Following its Summer Series on LIBOR transition, on August 7, 2020, the Alternative Reference Rates Committee of the New York Fed published the SOFR Starter Kit, a set of factsheets to inform the public about the transition away from USD LIBOR to SOFR. The SOFR Starter Kit is intended to ensure market readiness for the transition and help participants in markets using USD LIBOR to quickly familiarize themselves with the background information of, and main issues related to, the transition. The SOFR Starter Kit has three parts:
- Part I (History and Background) summarizes the background on USD LIBOR, the history of the ARRC, and its selection of SOFR.

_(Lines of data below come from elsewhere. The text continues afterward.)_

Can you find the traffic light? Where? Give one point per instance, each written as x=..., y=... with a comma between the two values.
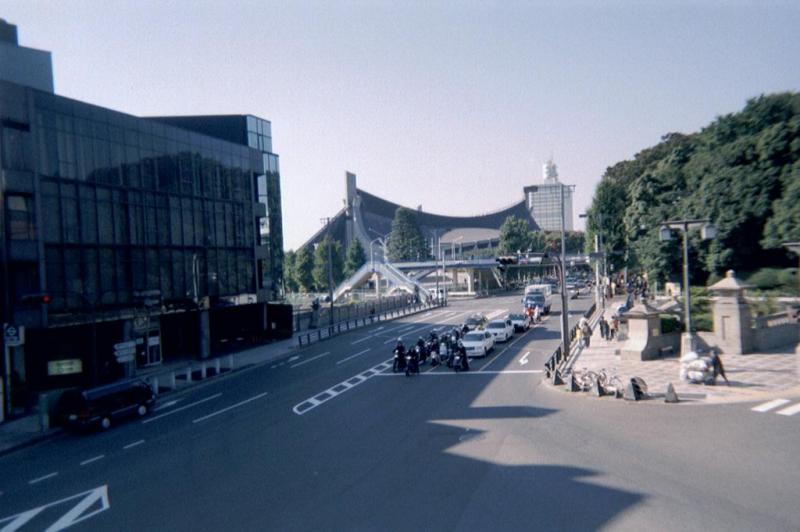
x=41, y=298
x=505, y=261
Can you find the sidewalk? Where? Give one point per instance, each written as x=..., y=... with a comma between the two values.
x=752, y=376
x=27, y=430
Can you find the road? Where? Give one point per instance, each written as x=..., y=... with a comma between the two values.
x=327, y=439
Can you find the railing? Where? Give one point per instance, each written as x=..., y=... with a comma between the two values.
x=329, y=331
x=558, y=359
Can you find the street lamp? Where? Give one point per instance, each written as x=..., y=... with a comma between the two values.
x=707, y=232
x=563, y=277
x=599, y=292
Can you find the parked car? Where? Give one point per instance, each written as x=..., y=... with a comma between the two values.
x=105, y=404
x=476, y=321
x=478, y=343
x=502, y=330
x=521, y=322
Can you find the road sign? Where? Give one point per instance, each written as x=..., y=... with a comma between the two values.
x=125, y=351
x=14, y=334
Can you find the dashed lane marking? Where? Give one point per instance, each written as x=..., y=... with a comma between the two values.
x=40, y=479
x=182, y=408
x=766, y=407
x=93, y=459
x=790, y=411
x=237, y=405
x=490, y=372
x=312, y=359
x=323, y=397
x=352, y=356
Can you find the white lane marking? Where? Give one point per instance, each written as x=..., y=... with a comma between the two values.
x=362, y=340
x=75, y=515
x=166, y=405
x=790, y=411
x=132, y=445
x=181, y=409
x=237, y=405
x=37, y=480
x=347, y=384
x=490, y=372
x=353, y=356
x=312, y=359
x=93, y=459
x=506, y=348
x=766, y=407
x=78, y=512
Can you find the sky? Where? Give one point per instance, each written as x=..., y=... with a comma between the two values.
x=452, y=105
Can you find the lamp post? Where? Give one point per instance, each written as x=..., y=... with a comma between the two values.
x=327, y=222
x=599, y=293
x=563, y=276
x=707, y=231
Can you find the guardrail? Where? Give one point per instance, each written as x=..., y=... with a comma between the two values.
x=329, y=331
x=558, y=360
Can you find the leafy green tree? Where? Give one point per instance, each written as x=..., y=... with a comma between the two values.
x=303, y=270
x=406, y=242
x=514, y=236
x=289, y=277
x=320, y=271
x=356, y=257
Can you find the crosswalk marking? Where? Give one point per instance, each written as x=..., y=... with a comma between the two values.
x=790, y=411
x=766, y=407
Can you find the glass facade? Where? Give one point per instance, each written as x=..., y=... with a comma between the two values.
x=130, y=205
x=545, y=206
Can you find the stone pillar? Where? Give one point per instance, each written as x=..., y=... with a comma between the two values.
x=732, y=321
x=644, y=328
x=205, y=334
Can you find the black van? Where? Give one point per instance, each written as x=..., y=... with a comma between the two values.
x=100, y=406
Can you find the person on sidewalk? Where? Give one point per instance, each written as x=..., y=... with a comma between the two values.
x=603, y=327
x=614, y=327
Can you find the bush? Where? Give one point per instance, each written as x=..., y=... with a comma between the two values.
x=702, y=322
x=670, y=323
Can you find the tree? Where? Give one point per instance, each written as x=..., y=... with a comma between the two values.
x=320, y=271
x=356, y=257
x=514, y=236
x=406, y=242
x=289, y=276
x=303, y=270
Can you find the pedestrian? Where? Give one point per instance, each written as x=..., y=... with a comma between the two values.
x=614, y=327
x=587, y=334
x=579, y=337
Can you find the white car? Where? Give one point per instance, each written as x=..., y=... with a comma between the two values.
x=502, y=330
x=521, y=322
x=478, y=343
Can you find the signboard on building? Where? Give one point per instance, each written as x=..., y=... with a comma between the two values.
x=68, y=366
x=14, y=335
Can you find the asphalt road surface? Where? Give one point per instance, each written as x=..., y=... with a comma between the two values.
x=328, y=439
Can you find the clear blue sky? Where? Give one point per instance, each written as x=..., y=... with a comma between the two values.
x=454, y=105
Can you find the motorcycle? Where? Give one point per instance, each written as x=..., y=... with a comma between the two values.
x=412, y=362
x=399, y=361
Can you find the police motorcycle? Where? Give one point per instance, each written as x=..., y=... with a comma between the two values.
x=399, y=362
x=412, y=361
x=433, y=348
x=460, y=359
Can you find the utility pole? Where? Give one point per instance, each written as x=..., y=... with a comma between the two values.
x=564, y=298
x=327, y=222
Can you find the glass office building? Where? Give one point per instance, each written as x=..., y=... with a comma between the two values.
x=125, y=240
x=544, y=201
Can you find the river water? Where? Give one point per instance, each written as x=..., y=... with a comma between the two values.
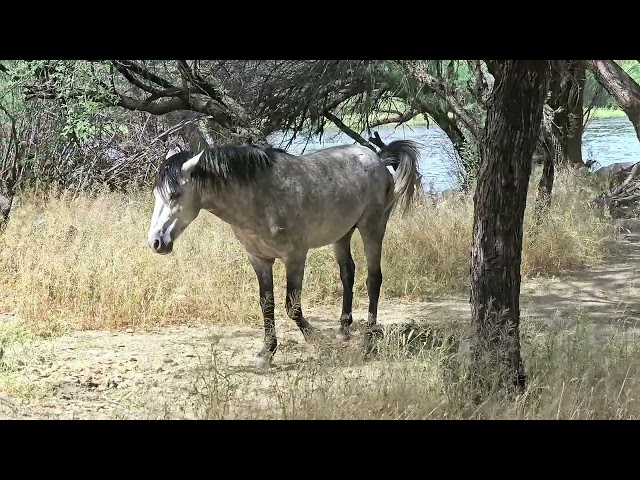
x=607, y=141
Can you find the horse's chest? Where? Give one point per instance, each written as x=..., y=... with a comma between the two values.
x=258, y=244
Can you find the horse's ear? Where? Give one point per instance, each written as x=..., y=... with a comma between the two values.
x=190, y=164
x=172, y=152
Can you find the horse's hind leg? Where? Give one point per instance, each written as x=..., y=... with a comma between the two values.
x=294, y=266
x=372, y=233
x=264, y=271
x=342, y=252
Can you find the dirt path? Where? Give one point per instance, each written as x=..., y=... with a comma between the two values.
x=103, y=375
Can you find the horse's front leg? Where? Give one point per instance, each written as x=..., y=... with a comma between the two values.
x=294, y=266
x=264, y=271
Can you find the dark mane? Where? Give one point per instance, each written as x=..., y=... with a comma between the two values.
x=218, y=166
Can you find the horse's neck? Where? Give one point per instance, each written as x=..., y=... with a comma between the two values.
x=228, y=204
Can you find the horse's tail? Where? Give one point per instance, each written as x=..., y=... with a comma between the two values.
x=403, y=156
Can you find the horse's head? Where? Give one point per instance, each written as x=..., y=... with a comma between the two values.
x=177, y=202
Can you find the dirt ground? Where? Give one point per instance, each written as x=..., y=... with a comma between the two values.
x=102, y=375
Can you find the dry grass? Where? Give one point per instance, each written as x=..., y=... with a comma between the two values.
x=84, y=262
x=572, y=374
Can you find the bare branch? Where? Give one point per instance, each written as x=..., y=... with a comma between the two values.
x=417, y=71
x=352, y=133
x=398, y=119
x=145, y=73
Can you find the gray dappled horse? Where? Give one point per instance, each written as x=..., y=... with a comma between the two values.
x=281, y=205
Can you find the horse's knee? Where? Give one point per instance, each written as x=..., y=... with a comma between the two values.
x=374, y=279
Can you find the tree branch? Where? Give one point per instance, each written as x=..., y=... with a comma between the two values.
x=144, y=73
x=420, y=73
x=352, y=133
x=398, y=119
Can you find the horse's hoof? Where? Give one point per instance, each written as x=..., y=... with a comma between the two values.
x=371, y=334
x=312, y=334
x=344, y=335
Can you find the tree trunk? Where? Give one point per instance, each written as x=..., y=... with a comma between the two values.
x=514, y=118
x=624, y=89
x=565, y=100
x=576, y=112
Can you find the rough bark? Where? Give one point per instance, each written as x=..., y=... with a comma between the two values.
x=565, y=102
x=512, y=130
x=624, y=89
x=576, y=112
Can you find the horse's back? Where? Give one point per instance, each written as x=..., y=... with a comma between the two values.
x=322, y=195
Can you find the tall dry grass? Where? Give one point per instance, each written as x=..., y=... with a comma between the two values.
x=84, y=262
x=572, y=374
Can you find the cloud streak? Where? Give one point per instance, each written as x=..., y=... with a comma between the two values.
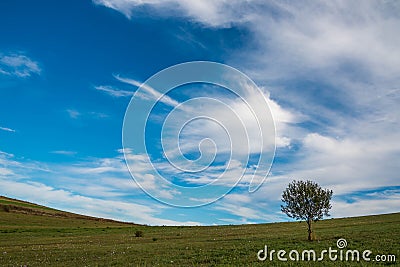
x=7, y=129
x=18, y=65
x=112, y=91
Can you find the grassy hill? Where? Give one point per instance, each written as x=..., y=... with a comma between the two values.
x=35, y=235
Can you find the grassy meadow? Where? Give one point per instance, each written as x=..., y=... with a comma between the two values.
x=34, y=235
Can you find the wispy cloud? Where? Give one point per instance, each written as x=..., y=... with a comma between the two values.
x=7, y=129
x=211, y=13
x=18, y=65
x=75, y=114
x=113, y=91
x=64, y=152
x=149, y=92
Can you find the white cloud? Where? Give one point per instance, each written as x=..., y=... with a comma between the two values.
x=101, y=194
x=18, y=65
x=115, y=92
x=74, y=114
x=148, y=92
x=7, y=129
x=212, y=13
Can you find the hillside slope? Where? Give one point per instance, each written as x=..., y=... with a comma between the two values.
x=34, y=235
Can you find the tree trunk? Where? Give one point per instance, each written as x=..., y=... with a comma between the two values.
x=309, y=229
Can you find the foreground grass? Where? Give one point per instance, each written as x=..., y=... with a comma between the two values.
x=46, y=240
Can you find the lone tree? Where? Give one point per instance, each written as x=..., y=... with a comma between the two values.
x=306, y=201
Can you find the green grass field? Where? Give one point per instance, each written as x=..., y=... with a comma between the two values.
x=38, y=236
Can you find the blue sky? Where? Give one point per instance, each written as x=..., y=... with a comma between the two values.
x=330, y=73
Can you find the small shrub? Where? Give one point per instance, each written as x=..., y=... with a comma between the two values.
x=6, y=208
x=138, y=234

- Part II (Key Facts about SOFR) explains how SOFR works, facts by numbers about SOFR, as well as common questions and misconceptions about the SOFR.
- Part III (SOFR Next Steps) lays out numerous tools that the ARRC has made available to facilitate a smooth transition from USD LIBOR to SOFR, including a set of best practices, the User’s Guide to SOFR along with several ARRC-recommended conventions, the recommended fallback language for voluntary use in USD LIBOR-linked contracts, and other helpful tools from the ARRC.